Ukrainian staffers of the U.S. Embassy in Kyiv, who voiced frustration over the lack of support they have received from the State Department, were told that their safety concerns and pleas for immigration assistance are being addressed.
Kristina Kvien, the top American diplomat assigned to the U.S. Embassy in Ukraine, sent an email Saturday to Ukrainian colleagues acknowledging “the extraordinary pressures and challenges” they face after Russia’s invasion of Ukraine, and committed to respond to their requests for help.
Nearly 400 American foreign-service officers and other State Department personnel signed an emailed letter to State Department leadership on Thursday expressing frustration over what they described as the department’s “lack of responsiveness” to requests for help from their Ukrainian colleagues.
They called on the State Department to help ensure the safe departure of their Ukrainian colleagues and any further assistance the department is able to provide.
Ms. Kvien, the charge d’affaires at the embassy, told Ukrainian staff in her response Saturday that Special Immigrant Visas—like those made available to Afghan staffers at the U.S. Embassy in Kabul—are “a longstanding option” and the U.S. Embassy in Kyiv had been holding education sessions about processing those applications since October.

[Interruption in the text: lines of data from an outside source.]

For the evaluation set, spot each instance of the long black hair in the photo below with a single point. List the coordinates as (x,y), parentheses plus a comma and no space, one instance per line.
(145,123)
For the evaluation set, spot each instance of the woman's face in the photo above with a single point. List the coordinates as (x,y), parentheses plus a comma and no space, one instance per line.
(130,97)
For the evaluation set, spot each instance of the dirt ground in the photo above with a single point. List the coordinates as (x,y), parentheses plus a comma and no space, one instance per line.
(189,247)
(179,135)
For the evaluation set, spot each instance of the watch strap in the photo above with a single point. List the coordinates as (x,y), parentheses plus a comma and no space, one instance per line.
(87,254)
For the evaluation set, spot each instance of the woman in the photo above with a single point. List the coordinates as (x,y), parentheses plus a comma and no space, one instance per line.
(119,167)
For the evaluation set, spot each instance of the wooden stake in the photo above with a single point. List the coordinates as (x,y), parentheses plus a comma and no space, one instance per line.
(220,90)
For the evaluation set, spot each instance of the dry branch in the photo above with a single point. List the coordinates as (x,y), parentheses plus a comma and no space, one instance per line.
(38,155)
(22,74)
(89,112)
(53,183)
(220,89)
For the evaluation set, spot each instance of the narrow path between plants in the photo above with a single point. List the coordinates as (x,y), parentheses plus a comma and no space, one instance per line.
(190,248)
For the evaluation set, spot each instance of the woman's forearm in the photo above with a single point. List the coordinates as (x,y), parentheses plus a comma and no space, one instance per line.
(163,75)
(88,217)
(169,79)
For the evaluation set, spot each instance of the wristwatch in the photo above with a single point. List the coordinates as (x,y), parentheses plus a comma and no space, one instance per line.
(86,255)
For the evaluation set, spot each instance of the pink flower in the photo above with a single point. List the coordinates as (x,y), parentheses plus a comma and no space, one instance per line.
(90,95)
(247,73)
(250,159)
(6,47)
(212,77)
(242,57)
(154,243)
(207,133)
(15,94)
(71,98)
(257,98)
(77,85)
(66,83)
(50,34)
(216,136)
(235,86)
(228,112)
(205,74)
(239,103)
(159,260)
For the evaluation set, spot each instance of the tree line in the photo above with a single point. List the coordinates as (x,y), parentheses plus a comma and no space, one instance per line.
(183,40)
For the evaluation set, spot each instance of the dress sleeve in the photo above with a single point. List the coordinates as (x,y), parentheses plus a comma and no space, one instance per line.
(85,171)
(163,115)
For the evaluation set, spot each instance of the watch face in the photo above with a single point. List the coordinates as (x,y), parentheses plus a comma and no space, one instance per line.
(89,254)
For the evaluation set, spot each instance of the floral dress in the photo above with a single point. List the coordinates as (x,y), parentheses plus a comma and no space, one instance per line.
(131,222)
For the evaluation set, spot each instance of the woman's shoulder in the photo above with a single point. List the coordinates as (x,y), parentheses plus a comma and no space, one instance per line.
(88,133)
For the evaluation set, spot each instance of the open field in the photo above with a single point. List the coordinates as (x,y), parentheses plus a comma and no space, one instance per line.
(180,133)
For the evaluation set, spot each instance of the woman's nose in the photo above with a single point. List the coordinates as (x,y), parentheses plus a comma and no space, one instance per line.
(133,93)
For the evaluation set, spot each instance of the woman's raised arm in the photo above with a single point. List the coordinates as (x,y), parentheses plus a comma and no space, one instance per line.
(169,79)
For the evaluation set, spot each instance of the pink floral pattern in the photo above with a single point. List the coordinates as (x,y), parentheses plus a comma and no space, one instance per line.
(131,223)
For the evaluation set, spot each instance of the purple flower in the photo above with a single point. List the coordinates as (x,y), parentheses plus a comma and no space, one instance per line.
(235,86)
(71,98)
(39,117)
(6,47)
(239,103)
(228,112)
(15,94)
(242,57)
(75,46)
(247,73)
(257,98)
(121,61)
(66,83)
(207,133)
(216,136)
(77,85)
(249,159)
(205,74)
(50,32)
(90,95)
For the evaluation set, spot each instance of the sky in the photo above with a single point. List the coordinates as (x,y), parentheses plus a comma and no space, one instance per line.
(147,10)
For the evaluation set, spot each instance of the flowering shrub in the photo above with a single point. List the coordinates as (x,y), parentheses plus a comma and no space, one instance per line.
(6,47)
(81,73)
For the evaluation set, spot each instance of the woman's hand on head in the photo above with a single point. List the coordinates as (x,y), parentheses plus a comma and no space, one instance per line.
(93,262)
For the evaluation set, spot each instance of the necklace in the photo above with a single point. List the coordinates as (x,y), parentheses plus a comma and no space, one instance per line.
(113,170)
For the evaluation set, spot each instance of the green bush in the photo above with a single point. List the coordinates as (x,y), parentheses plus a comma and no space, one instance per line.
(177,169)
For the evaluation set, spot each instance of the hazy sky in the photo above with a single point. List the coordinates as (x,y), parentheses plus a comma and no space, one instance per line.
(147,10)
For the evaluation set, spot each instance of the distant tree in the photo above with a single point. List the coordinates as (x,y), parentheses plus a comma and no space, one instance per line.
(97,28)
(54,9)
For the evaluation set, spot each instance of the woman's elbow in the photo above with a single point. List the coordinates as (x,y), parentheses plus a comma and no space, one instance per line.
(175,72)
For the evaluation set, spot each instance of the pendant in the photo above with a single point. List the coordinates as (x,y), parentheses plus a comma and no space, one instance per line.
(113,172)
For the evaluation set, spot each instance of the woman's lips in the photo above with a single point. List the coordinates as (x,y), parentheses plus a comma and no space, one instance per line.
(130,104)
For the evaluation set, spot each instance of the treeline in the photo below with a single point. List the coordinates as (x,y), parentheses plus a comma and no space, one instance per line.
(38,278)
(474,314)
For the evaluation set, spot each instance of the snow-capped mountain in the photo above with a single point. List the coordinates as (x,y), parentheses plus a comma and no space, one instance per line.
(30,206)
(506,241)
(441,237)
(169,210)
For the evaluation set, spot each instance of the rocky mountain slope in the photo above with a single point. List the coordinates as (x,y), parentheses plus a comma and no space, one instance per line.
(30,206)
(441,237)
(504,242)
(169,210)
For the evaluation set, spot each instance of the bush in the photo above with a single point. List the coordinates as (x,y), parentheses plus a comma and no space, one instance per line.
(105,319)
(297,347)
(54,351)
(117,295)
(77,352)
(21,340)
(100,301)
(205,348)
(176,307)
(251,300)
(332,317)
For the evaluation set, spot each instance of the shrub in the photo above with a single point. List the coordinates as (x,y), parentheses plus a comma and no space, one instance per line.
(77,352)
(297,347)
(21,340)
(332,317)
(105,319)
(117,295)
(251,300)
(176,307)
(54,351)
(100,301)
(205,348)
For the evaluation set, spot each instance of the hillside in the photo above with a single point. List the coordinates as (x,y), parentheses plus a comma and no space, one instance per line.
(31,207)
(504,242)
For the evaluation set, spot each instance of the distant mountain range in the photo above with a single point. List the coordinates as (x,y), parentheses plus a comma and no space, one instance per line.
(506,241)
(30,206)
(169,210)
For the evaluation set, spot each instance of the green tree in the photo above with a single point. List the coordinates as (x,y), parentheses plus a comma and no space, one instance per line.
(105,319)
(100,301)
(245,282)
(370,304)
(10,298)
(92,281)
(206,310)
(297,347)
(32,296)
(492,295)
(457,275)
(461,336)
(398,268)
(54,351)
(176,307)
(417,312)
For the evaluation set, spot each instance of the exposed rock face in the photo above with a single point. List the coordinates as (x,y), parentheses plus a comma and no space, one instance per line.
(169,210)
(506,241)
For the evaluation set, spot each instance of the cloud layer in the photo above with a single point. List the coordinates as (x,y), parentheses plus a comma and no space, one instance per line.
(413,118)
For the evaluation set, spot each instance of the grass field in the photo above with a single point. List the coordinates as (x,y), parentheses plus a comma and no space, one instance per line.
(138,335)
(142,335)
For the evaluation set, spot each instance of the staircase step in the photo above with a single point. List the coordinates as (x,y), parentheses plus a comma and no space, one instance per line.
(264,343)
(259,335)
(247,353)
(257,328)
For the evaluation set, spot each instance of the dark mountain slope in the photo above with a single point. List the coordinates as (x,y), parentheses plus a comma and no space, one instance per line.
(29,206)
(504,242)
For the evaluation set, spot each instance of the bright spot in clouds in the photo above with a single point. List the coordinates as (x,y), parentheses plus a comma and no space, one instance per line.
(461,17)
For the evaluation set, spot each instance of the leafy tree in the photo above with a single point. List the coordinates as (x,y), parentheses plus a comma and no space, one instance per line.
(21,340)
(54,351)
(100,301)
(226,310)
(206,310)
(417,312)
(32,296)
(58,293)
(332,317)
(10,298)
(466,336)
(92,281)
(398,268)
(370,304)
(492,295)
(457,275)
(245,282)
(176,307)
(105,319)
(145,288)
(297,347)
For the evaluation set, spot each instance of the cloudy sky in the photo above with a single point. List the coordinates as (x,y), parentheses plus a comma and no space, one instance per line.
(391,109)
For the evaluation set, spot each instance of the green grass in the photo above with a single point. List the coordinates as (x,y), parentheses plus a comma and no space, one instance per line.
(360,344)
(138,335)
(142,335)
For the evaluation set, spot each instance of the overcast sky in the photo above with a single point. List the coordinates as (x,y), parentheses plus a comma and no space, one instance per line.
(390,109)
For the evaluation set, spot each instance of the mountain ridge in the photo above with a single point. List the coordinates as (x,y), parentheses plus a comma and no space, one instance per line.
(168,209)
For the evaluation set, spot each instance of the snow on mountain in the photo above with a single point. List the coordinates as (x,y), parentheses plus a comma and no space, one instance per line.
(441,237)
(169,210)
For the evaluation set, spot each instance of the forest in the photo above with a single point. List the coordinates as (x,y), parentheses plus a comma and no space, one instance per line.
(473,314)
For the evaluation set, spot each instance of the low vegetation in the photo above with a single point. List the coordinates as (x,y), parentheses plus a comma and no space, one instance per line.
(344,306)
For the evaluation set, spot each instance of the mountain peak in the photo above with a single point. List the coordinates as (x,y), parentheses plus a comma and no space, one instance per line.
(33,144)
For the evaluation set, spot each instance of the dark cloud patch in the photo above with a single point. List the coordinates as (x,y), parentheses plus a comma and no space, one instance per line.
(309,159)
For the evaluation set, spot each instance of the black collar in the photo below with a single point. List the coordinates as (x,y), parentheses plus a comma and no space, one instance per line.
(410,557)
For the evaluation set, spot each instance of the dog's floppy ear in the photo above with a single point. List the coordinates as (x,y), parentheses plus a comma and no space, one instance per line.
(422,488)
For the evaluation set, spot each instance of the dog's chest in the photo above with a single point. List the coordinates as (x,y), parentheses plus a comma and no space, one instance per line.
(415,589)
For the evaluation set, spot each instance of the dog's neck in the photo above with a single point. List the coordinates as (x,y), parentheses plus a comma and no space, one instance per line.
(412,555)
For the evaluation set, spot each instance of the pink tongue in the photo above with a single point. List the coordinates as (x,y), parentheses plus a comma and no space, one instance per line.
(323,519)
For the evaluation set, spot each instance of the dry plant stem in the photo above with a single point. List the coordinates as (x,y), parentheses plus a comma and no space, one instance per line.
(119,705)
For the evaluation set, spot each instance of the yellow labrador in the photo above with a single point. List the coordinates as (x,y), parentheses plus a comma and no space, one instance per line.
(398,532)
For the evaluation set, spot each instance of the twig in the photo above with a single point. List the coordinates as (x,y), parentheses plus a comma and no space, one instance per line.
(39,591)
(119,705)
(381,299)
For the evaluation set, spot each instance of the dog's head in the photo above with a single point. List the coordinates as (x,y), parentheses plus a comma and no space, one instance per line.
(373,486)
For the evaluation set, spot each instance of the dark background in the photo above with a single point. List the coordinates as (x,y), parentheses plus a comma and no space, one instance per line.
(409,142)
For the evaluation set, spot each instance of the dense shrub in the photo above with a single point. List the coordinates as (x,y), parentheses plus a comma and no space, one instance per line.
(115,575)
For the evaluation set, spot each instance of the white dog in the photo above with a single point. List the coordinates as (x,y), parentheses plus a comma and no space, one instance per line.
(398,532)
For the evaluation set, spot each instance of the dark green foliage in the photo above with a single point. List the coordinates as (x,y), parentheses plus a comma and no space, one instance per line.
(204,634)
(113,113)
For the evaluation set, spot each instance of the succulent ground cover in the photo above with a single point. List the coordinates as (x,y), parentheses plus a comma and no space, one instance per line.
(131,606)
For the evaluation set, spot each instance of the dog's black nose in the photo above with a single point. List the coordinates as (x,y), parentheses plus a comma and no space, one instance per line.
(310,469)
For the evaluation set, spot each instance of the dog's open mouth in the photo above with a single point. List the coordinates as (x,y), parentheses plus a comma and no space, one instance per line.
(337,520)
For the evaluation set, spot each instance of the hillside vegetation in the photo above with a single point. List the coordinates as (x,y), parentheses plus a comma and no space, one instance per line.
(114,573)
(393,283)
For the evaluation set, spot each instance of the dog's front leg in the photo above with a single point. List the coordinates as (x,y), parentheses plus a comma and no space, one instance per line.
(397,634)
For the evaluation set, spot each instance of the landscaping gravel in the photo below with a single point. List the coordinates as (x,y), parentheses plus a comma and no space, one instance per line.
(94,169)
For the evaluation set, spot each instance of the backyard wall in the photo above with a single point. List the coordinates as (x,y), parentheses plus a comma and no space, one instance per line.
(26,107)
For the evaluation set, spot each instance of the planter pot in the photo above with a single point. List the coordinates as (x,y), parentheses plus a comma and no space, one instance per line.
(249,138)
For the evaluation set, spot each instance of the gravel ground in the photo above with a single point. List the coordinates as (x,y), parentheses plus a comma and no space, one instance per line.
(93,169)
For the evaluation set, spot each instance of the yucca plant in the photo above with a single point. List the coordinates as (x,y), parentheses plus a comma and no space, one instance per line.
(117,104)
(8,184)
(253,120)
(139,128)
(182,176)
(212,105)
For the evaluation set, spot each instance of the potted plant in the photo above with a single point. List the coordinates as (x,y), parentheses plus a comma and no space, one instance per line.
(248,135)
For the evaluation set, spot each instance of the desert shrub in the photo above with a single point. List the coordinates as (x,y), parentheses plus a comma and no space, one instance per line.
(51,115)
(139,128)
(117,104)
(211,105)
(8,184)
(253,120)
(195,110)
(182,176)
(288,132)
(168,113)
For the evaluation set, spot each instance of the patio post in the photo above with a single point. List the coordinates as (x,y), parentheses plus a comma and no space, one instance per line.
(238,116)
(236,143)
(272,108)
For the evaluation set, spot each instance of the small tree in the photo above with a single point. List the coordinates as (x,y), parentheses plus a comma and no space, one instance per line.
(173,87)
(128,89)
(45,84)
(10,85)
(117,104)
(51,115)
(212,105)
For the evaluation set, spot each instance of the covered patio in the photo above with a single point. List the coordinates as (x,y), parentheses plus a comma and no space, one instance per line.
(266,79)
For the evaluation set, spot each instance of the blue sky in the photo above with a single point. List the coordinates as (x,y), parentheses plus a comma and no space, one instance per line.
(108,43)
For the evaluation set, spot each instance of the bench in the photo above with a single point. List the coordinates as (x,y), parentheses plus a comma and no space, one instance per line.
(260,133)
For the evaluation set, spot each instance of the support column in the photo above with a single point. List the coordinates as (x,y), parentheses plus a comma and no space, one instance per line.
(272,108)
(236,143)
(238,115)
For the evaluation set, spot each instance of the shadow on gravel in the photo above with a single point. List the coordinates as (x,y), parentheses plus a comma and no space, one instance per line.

“Very few of you have applied, although nearly half of you meet the minimum qualifications,” she wrote. The State Department, she added, “is working on a process that would enable the acceptance of SIV applications even though the consular section is temporarily closed.”
Ms. Kvien also said that the department was offering paid administrative leave and a salary advance to Ukrainian staff left behind after the embassy closed this month and its American staff were ordered to leave. She added that locally employed staff would receive a one-time payment of $2,000 per employee.
Nonessential American embassy personnel and diplomats’ families were ordered to leave Ukraine last month. This month, the embassy itself was closed and all U.S. diplomats were ordered to leave Kyiv.